CDC: More Often than Not, Pregnant Teens Didn’T Use Contraception
A new report from the Centers for Disease Control and Prevention (CDC) finds that a little more than 50 percent of teenage girls in the U.S. who gave birth between 2004 and 2008 did not use contraception, and a third of them were unaware that they could get pregnant at that time. The news is discouraging, and may indicate a lack of effective teen sex education in the country.
Though the teen pregnancy rate is on the decline in the U.S., the country still has the highest number of pregnant teens among industrialized nations. According to the CDC, there were more than 400,000 babies born to teen mothers in 2009.
“These are the girls who had risky sex and ended up getting pregnant and giving birth,” co-author of the study Lorrie Gavin, who works with the CDC’s Division of Reproductive Health, told HealthDay News. “This is the group that we should pay most attention to, because they’re the ones who experienced unintended births.”
The researchers explained that in addition to being unaware that they were able to conceive, teens said they failed to use contraception because their partner didn’t want to, or because they “didn’t mind” getting pregnant.
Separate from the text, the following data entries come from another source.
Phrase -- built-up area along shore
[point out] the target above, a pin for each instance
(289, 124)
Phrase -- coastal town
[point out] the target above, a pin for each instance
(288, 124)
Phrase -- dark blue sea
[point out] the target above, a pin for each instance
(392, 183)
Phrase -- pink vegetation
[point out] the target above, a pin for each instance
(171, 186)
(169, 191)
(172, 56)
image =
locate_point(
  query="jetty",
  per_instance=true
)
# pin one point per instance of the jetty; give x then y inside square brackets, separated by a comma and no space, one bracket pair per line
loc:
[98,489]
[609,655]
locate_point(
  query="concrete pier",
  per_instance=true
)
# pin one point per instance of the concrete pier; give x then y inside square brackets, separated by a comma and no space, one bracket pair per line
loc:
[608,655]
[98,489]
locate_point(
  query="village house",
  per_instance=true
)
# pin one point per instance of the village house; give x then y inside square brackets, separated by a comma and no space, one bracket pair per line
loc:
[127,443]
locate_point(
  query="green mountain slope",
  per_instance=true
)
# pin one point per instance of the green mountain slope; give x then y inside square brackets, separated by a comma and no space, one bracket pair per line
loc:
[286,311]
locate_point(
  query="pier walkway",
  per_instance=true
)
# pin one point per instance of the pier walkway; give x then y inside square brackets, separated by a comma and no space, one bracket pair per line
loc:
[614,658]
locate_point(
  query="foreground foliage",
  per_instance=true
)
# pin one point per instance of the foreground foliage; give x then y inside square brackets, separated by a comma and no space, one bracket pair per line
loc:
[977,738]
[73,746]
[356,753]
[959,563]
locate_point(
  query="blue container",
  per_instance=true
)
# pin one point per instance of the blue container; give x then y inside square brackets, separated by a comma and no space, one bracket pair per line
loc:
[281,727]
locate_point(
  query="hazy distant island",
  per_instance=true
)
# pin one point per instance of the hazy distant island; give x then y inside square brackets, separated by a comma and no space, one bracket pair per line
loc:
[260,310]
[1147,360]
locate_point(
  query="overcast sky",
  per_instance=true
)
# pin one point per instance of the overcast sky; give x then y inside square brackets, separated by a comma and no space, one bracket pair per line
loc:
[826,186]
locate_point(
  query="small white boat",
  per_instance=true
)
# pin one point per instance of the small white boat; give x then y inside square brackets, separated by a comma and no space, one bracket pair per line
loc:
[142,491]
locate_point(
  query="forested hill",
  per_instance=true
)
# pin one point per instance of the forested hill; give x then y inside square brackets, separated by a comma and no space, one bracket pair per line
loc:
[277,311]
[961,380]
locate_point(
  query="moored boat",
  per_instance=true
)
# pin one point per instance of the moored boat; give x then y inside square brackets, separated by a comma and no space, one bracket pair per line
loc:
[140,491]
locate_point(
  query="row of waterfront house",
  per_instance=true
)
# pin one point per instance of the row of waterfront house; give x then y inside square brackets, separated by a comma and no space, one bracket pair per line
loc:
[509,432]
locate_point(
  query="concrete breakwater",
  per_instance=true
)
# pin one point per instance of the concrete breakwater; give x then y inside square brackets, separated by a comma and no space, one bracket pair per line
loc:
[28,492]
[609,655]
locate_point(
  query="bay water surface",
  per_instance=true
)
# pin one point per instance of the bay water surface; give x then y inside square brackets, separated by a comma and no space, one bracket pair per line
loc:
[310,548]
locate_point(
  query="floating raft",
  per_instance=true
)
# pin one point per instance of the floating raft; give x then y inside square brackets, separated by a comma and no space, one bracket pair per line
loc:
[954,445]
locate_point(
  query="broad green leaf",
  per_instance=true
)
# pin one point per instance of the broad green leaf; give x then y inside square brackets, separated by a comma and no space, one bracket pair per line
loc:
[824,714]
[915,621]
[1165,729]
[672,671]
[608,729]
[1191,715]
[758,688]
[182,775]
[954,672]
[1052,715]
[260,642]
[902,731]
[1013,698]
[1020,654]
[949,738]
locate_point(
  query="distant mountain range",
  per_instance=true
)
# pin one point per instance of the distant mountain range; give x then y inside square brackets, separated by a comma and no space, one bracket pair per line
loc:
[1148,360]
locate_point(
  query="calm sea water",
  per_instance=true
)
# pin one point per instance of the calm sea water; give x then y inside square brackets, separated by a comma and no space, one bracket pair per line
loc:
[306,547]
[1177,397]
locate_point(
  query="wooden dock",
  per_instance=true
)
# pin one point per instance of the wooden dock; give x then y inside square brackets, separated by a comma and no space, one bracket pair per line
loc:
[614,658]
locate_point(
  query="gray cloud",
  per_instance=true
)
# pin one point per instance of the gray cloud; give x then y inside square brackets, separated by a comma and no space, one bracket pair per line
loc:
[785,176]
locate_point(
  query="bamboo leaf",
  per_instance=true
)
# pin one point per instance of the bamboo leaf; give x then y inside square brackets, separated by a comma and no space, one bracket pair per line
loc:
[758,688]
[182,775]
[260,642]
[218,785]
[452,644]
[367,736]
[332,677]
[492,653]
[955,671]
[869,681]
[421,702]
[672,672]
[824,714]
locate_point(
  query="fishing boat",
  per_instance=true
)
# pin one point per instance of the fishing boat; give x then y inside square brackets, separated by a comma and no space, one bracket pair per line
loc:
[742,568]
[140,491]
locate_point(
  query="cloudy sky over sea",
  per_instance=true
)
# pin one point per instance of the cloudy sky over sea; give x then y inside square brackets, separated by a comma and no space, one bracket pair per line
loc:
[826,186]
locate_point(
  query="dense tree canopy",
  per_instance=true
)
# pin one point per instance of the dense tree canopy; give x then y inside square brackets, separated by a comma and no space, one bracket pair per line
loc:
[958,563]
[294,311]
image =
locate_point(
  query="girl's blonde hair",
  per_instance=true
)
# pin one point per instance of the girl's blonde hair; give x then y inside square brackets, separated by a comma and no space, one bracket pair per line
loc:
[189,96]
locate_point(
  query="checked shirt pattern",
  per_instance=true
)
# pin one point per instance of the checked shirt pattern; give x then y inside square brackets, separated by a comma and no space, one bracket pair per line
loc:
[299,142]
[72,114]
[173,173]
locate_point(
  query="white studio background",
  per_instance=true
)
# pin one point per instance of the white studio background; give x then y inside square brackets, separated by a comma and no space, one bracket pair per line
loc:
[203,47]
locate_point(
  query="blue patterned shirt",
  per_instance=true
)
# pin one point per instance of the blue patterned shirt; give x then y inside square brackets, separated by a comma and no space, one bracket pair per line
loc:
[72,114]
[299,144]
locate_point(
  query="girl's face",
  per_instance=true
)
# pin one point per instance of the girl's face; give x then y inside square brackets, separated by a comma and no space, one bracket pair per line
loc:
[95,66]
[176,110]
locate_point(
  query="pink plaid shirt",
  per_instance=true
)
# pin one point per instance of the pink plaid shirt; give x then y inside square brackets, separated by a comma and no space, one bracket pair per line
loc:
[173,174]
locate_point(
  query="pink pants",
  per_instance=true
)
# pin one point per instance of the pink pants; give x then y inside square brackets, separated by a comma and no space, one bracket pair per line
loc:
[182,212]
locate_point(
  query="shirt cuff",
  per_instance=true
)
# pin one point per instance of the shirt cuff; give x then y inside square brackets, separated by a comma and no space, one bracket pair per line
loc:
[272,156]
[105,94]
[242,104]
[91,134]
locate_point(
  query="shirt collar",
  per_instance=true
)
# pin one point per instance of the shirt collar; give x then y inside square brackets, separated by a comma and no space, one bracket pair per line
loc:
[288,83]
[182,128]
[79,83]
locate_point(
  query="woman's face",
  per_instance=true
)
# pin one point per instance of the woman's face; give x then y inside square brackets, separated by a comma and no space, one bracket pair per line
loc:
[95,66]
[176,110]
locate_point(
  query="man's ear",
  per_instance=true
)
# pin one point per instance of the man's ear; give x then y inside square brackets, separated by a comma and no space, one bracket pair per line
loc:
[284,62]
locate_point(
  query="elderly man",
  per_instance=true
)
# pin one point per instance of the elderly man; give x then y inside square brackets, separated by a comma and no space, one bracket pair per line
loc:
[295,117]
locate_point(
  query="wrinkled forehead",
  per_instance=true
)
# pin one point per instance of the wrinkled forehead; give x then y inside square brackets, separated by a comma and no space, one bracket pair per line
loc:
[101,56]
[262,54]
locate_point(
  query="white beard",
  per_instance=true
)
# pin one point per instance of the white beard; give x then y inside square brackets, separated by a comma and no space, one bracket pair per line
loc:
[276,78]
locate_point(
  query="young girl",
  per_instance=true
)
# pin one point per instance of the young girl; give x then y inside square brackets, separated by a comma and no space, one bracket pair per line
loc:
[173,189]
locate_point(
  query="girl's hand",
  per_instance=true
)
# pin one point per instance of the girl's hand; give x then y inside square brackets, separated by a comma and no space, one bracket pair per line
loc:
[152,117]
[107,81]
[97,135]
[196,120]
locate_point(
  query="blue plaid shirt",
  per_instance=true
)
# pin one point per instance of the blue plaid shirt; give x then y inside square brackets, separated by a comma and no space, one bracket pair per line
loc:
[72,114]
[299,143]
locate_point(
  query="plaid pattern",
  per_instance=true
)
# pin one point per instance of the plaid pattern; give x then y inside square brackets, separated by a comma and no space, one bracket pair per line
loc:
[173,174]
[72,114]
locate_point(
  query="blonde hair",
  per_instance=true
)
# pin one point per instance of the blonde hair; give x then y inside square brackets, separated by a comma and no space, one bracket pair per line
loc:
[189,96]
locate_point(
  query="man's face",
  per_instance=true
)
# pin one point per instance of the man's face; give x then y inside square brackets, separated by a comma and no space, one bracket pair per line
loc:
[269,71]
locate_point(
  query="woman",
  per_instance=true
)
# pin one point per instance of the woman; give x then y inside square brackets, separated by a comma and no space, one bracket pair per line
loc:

To uncover this data, researchers combed through several surveys from the 2004-2008 Pregnancy Risk Assessment Monitoring System (PRAMS). Questions on the surveys asked teen girls how they felt about becoming pregnant, and whether they or their partner were doing any sort of active pregnancy prevention.
Wearing condoms is one way that teens can prevent pregnancy, and they also help prevent the spread of STDs. Buying condoms may be a challenge to some teens, however, as only 21 states and Washington, D.C., explicitly allow minors to consent to contraceptive services, according to the Guttmacher Institute.